What no writing class can tell you, what no writer can really tell you, is how to truly finish a book. It's different from writer to writer, book to book. There is no one single way. It comes to be finished when it decides that it is finished, and no amount of short-cutting will change that -- unless the writer is will to settle for less, and, invariable, most writers who fail, fail because they settle for less.
Maybe that's what separates a writer from a professional writer, or, generally, anyone who has a hobby or a dream from somebody who actually does it for a living. If you want to succeed, you can't settle for less.

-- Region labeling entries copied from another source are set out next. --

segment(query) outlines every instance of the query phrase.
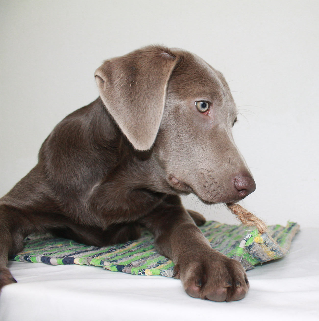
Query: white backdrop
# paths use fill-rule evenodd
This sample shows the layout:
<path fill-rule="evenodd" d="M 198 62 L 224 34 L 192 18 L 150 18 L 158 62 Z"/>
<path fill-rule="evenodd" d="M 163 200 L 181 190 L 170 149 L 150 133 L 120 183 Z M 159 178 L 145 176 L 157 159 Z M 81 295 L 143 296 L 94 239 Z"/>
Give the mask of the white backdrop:
<path fill-rule="evenodd" d="M 242 202 L 269 224 L 319 227 L 319 1 L 1 2 L 1 195 L 37 162 L 54 126 L 98 96 L 104 59 L 160 43 L 222 71 L 242 114 L 235 141 L 257 188 Z M 234 219 L 195 197 L 207 218 Z"/>

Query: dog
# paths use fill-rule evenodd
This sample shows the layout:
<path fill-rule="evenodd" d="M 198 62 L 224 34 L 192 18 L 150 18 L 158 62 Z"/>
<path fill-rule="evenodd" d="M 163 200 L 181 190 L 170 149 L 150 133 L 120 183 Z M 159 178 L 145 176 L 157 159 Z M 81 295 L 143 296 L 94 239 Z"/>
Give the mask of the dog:
<path fill-rule="evenodd" d="M 142 227 L 189 295 L 242 299 L 244 269 L 211 248 L 195 224 L 205 219 L 179 196 L 235 202 L 255 188 L 222 74 L 190 52 L 151 46 L 105 61 L 95 76 L 99 98 L 56 126 L 1 199 L 1 287 L 16 282 L 8 255 L 31 233 L 102 246 L 136 239 Z"/>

You have to keep working at it, improving it, be honest with yourself about it -- because, if you aren't, then it you won't be able to accept outside criticism, either -- and eventually (I assume, I hope) you will finish it.
Or you will give up. And I am not willing to do that. Maybe I have a job, maybe I go to school and work towards other goals in my life so I don't starve to death or live in a cardboard box, but I will, whenever I get the chance, I work on it. And I will continue to keep working on it until it tells me that it is done. Anyone who has ever written a book, or even a short story, and been successful at completing it, knows what I am talking about.

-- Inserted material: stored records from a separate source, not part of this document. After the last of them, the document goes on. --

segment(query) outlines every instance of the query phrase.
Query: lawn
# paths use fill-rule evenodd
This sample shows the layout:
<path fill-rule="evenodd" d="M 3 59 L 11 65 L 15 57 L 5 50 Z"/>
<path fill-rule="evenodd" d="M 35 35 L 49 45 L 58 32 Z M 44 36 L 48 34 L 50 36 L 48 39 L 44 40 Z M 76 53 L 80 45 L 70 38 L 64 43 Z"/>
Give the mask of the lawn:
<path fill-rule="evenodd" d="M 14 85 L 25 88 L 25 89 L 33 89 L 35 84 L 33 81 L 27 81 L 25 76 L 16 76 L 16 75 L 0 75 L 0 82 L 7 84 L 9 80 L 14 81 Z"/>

When I talk about "being successful" and "being a professional writer" I am not talking about being someone of that stature of Stephen King or Chuck Palahniuk, I am talking about someone who makes a living as a writer (i.e. can pay the bills and have a little bit left over), and probably teaches at a university (or I would even settle for a community college).

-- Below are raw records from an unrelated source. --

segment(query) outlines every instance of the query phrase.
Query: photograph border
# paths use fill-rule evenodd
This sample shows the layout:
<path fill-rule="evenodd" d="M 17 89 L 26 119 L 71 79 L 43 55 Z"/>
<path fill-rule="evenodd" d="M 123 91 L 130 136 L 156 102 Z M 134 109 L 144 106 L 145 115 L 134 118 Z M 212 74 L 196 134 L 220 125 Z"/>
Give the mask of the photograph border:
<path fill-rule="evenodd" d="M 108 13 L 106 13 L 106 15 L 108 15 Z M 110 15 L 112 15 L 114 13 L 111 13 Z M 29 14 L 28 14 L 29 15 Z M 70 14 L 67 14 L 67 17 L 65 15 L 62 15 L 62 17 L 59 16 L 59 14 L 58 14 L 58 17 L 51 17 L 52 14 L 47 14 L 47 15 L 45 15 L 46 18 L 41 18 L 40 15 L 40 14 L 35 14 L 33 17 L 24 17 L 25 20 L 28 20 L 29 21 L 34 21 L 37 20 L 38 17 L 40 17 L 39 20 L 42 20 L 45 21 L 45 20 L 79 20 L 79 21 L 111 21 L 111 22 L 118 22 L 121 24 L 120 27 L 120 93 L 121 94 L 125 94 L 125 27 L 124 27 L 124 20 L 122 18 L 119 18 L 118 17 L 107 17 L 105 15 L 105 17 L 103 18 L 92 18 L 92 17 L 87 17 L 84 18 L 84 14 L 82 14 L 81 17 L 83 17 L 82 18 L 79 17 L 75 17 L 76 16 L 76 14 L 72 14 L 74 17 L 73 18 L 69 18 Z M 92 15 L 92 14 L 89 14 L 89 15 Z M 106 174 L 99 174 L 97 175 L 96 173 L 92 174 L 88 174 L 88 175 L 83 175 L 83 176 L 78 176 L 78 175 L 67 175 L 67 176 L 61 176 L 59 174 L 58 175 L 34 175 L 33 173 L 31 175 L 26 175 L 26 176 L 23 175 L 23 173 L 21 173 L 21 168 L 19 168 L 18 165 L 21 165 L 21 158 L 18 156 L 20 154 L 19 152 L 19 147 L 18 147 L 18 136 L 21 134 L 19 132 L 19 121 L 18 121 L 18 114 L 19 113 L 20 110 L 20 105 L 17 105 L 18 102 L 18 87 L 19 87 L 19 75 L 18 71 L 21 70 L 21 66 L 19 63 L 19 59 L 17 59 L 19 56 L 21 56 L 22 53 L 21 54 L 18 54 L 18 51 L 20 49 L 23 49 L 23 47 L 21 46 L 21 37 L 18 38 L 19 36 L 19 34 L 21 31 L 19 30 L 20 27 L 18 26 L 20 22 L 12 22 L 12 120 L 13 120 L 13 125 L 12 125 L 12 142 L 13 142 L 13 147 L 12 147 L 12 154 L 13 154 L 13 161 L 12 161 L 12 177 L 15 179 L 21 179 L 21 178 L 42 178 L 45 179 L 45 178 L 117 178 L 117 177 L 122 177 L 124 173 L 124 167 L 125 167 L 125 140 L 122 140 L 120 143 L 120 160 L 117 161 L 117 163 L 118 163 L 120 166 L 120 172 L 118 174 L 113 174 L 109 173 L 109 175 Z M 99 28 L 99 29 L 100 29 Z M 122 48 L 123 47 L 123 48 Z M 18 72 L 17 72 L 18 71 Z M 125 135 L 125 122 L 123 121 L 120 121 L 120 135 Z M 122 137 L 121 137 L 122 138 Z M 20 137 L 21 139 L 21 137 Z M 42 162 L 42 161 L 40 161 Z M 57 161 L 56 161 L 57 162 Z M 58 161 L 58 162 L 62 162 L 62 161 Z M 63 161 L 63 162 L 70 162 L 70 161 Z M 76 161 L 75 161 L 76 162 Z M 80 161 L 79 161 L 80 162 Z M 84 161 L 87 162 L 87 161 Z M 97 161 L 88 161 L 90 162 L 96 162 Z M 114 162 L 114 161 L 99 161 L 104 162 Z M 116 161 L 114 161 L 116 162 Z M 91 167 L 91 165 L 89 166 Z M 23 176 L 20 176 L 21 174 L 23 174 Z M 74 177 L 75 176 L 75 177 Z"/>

My goal is to find a small or a mid-sized publisher, if I am lucky and can actually find an agent who will work with me, and market to a small, but loyal, audience. Maybe not the rock star of the company, but certainly someone who can be counted on to sell books.
I do have a marketing strategy and what-not, and, if I am not able to find someone willing to take me on in this capacity, then I will -- albeit somewhat reluctantly, because it's not ideal - go the self-publishing route, and, because I am cheap, I will probably only publish my work as an e-book. Then I will have to market it myself, and -- seeing as how I have so many engaged readers already -- will probably sell like 5 books.
However, I will keep trying. If it doesn't happen with the first book, then maybe the second, or the third, or the fiftieth. I have no shortage of ideas. As long as my brains still functions and I have means of getting the ideas out, I will continue to pursue it.
That's a promise, for a better or worse, that I will keep until I can no longer keep it. I can't say it will last forever, because nothing in this world lasts forever, but it will last until it no longer can last, and then it will be forgotten, and I will be forgotten, because eventually everybody is forgotten, and since we will probably all kill each other somehow in the next 10-15 years or so, when the human race will realize that it is nothing more than a figment from the imagination of a zit on the ass of a trans-dimensional turtle (I wish I could say that I made that up, but that, minus the trans-dimensional part -- that was my addition -- was actually how my political thought professor, way back when, described the philosophy of Niezche).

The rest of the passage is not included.